A large part of Jesus’ ministry was railing against religion, watching people get upset about things being done in the ‘wrong way’, and then asking them if what they’re upset about is really that important, really worth getting worked up about. The implication being that it wasn’t at all. That it was in fact a complete distraction, getting in the way of what really does matter. And when you frame things in this way, through a spiritual lens, or through Christ’s eyes, the concerns of this world are turned upside down. As the passage we heard expresses it, by juxtaposing human wisdom with that wisdom which was taught to us by the Spirit. Which is why it follows that to this world, to those trapped behind the glass, those who are living by the spirit, living with the mind of Christ, or drawing upon that underlying substrata for guidance, will be reviled, misunderstood, and seem foolish. And so, religion is really not what it’s all about. Religion is an outgrowth, a codified expression, built upon the shoulders of those individuals having that original and fundamental first-hand experience with this substrata. And so, religion continues to have value in as far as it is able to act as a signpost to that substrata. Every other concern, again as our passage puts it, is doomed to perish, ultimately that is. And so it’s interesting to point to religious traditions, other than Christianity, that have arrived upon the same point. For example, here is a short reading from the Sufi mystic, Rumi. Titled: ‘One One One’.

The lamps are different
But the light is the same

So many garish lamps in the dying brain’s lamp-show,
Forget about them.
Concentrate on the essence, concentrate on the Light.
In lucid bliss, calmly smoking off its own holy fire,

The Light streams towards you from all things,
All people, all possible permutations of good, evil, thought, passion.

The lamps are different,
but the Light is the same.

One matter, one energy, one Light, one Light-mind,
Endlessly emanating all things.

One turning and burning diamond,
One, one, one.

Ground yourself, strip yourself down,
To blind loving silence,
Stay there, until you see
You are gazing at the Light
With its own ageless eyes

Again, here, there is very much that sense of rooting yourself to place, grounding yourself within Nature, and then doing the work, until one is able to will that mystical reality open, and have it laid bare before you. And speaking of waiting for these mystical experiences in Nature, the Yoga Sutra text and tradition is another good example of this. When we think of Yoga, now, in the West, we don’t really think of a mystical tradition. We think of people stretching and working out, and the various postures - tree pose, cat pose, etc. But this whole tradition, which arose in the late Upanishads period in India, somewhere around the 4th Century BCE, was not about these positions. It wasn’t about the practices, per se, it was about reaching those interior states of being. Again, reaching that universal underlying substrata, achieved by these practitioners by going into Nature, into the woods or into caves, where they could find their quiet centre. The texts, of which we heard a little, were the snippets of wisdom these yogis then returned with, when they emerged out from Nature, out from their deep meditative states.
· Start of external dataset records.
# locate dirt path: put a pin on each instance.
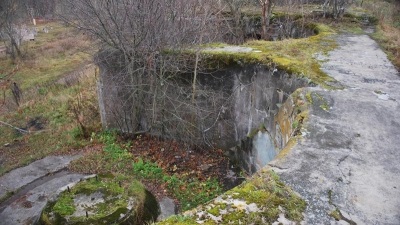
(347, 163)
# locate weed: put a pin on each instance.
(147, 169)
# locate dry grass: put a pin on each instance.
(50, 57)
(388, 29)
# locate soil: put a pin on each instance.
(184, 160)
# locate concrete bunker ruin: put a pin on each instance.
(246, 110)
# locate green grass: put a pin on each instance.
(47, 59)
(264, 189)
(114, 159)
(296, 56)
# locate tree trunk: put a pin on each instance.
(265, 20)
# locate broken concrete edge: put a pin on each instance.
(305, 65)
(60, 164)
(106, 198)
(262, 198)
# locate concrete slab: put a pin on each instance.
(20, 177)
(27, 208)
(348, 161)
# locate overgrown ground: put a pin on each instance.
(55, 106)
(45, 113)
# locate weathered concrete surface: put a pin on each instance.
(26, 205)
(27, 209)
(349, 156)
(20, 177)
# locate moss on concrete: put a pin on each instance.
(106, 200)
(260, 200)
(296, 56)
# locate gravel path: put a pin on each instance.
(348, 162)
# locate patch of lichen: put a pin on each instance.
(65, 205)
(296, 56)
(115, 190)
(264, 190)
(302, 99)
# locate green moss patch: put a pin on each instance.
(102, 200)
(296, 56)
(260, 200)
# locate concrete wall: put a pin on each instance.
(243, 109)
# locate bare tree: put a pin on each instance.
(335, 7)
(12, 14)
(144, 45)
(266, 7)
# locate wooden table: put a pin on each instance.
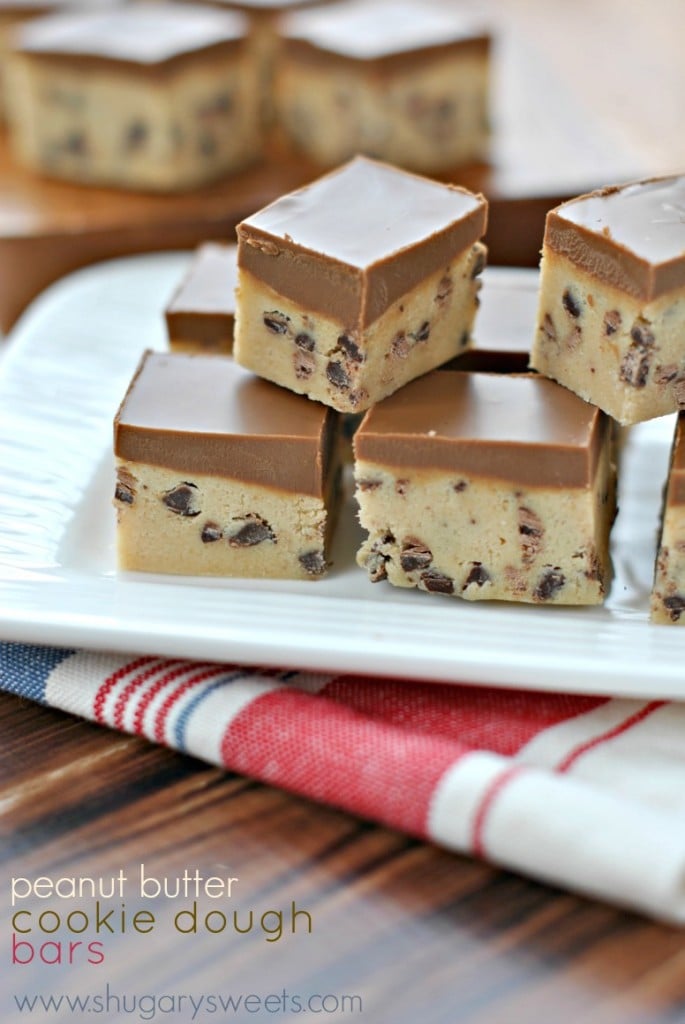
(420, 934)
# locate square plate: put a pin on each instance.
(66, 368)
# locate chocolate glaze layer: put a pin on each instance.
(144, 35)
(676, 493)
(631, 237)
(206, 415)
(525, 429)
(380, 34)
(354, 241)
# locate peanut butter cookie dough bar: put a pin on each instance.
(154, 96)
(668, 599)
(358, 283)
(402, 82)
(487, 486)
(219, 473)
(611, 315)
(200, 315)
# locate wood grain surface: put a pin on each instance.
(421, 935)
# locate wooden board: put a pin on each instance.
(550, 141)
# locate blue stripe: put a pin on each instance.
(191, 706)
(25, 669)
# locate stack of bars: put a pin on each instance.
(355, 300)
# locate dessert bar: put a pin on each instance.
(403, 82)
(220, 473)
(155, 96)
(352, 286)
(201, 312)
(668, 599)
(487, 486)
(611, 316)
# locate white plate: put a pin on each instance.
(67, 366)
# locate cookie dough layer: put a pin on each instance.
(619, 353)
(611, 310)
(508, 496)
(408, 84)
(319, 356)
(344, 298)
(200, 315)
(219, 473)
(159, 97)
(204, 525)
(668, 599)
And what are they writing about? Well, the same stuff we’ve been talking about: not over identifying with this world, not being overly wrapped up in this world, not allowing our concerns with this world to overwhelm our thoughts. Releasing and freeing ourselves from the ways of this world. This attitude is mirrored over and over again in these mystical traditions. The signposts are everywhere, and the question, ultimately, that we’re left with, is to what degree are we (we collectively, or we as individuals), a signpost to the underlying substrata, for all is chaff in the wind.